Proponents of those bans hold that they are necessary to legitimize the industry and help prevent illegal sales. However, by allowing the industry to employ those with prior drug-related offenses, states can promote employment among the formerly-incarcerated, all while bolstering their economies and helping a budding industry mature.
Decriminalizing a product that was once prohibited, then allowing businesses to grow and sell that product, has created a unique conundrum. Those who refrained from marijuana cultivation or use because of prohibitive laws know less about the product, while individuals who have marijuana-based convictions have invaluable knowledge, especially if those convictions involved cultivation. Yet regulatory schemes in states where marijuana is legal allow the former to enter the industry, while making it difficult or impossible for the latter to become licensed retail operators.
As Anne McLellan, Chair of Canada’s Task Force on Cannabis Legalization and Regulation, stated, “There’s an awful lot of expertise that’s outside the legal system right now and you wouldn’t want to lose all that.”
Supporters of the regulations argue that they are necessary to ensure this new industry is perceived as legitimate, rather than an odd extension of the black market. However, national polling shows that the majority of Americans support marijuana legalization, suggesting that they already find the marijuana industry legitimate. In fact, state officials in Colorado reported that 70 percent of the estimated demand for marijuana is being met by the legal market. Rather than harming the industry’s credibility, making employment in the legal market more accessible would help validate legal marijuana businesses because involvement in the black market would proportionately decrease.
Additionally, bans on hiring ex-offenders with marijuana convictions disproportionately hurt minority communities. The American Civil Liberties Union (ACLU) has reported that while “[m]arijuana use is roughly equal among Blacks and whites,” in states where marijuana is outlawed, “Blacks are 3.73 times as likely to be arrested for marijuana possession.” This reality, combined with the new regulations, has allowed wealthy entrepreneurs – often white men – to monopolize the industry, while ex-offenders – largely people of color – are denied opportunities. Barring ex-offenders from working in the retail market based on arrests or convictions of non-violent drug offenses only continues the racism associated with prohibition.

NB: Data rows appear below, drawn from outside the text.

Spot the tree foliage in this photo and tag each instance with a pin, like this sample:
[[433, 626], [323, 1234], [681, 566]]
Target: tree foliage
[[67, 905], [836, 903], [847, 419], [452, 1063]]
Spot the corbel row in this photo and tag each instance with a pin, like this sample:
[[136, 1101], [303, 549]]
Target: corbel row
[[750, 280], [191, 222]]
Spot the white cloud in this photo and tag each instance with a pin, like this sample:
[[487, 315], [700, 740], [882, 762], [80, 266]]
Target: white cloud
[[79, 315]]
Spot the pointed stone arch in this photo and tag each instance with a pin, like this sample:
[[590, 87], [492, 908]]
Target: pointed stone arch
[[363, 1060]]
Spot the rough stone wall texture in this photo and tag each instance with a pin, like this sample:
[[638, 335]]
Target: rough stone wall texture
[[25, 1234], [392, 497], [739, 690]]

With this disparity in mind, Massachusetts has developed an arrangement that should become a model for the rest of the country. The state legislature passed laws to give priority review to people in communities that have been disproportionately impacted by the enforcement of laws prohibiting marijuana sale and use. Specifically, business applicants who are applying for licenses will be eligible for special review if at least 51 percent of employees have a prior drug-related conviction. The Massachusetts framework allows private employers the autonomy to choose to support reentering ex-offenders and allows those with prior drug-related convictions applying for jobs to lend their specialized knowledge to a legal business.

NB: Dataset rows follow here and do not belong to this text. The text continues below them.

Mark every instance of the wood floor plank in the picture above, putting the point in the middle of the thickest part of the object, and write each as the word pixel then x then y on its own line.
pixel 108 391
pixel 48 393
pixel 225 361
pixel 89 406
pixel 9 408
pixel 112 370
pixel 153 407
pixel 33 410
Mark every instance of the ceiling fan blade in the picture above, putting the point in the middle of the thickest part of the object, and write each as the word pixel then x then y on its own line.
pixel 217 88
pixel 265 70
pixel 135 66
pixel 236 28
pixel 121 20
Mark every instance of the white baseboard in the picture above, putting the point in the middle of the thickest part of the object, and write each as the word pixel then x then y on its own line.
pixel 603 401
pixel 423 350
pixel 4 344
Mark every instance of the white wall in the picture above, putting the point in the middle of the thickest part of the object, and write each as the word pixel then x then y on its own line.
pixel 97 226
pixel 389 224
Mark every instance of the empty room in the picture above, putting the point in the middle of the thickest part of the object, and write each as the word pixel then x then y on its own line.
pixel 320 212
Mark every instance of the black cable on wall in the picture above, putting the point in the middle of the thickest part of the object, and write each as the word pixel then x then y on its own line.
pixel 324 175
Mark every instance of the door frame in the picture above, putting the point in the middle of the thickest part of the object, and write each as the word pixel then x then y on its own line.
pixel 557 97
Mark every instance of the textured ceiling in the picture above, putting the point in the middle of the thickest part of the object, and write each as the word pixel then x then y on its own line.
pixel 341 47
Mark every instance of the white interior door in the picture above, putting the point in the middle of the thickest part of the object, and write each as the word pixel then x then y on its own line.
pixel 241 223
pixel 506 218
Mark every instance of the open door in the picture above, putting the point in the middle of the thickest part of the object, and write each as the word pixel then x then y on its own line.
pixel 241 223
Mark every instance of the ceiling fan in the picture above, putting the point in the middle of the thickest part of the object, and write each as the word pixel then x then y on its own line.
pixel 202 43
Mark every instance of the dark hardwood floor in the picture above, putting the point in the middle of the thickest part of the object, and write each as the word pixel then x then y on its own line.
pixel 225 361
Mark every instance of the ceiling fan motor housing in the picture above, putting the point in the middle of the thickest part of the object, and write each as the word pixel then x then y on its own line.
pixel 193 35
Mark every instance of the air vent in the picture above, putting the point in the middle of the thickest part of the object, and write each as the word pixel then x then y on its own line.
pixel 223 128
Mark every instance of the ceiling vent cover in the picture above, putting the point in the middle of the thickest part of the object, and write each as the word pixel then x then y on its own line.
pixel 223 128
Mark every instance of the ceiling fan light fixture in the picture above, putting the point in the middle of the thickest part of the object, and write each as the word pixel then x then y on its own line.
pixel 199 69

Amanda Reiman, manager of marijuana law and policy for the Drug Policy Alliance, is launching a similar project in Oakland, California. As she observes, “We want people who were formerly involved in cannabis to stay involved in cannabis … That would help them build a future for them and their families.”
In a market where manufacturing jobs are slowly, but continuously declining, the retail and medical marijuana markets will create more than a quarter of a million jobs by 2020. Ex-offenders reentering the job market have looked to manufacturing and blue-collar jobs in the past, but the decreasing number of opportunities in this field make the marijuana industry an appealing, and fitting, alternative for ex-offenders looking to become productive members of society.
Allowing ex-offenders to work as owners, operators and employees in marijuana businesses is beneficial to both individuals re-entering society and businesses seeking employees with specific skills. Retail marijuana businesses have the singular capacity to not only create more jobs, but also to employ qualified ex-offenders, which would lead to a more inclusive industry and, in turn, a more stable state economy.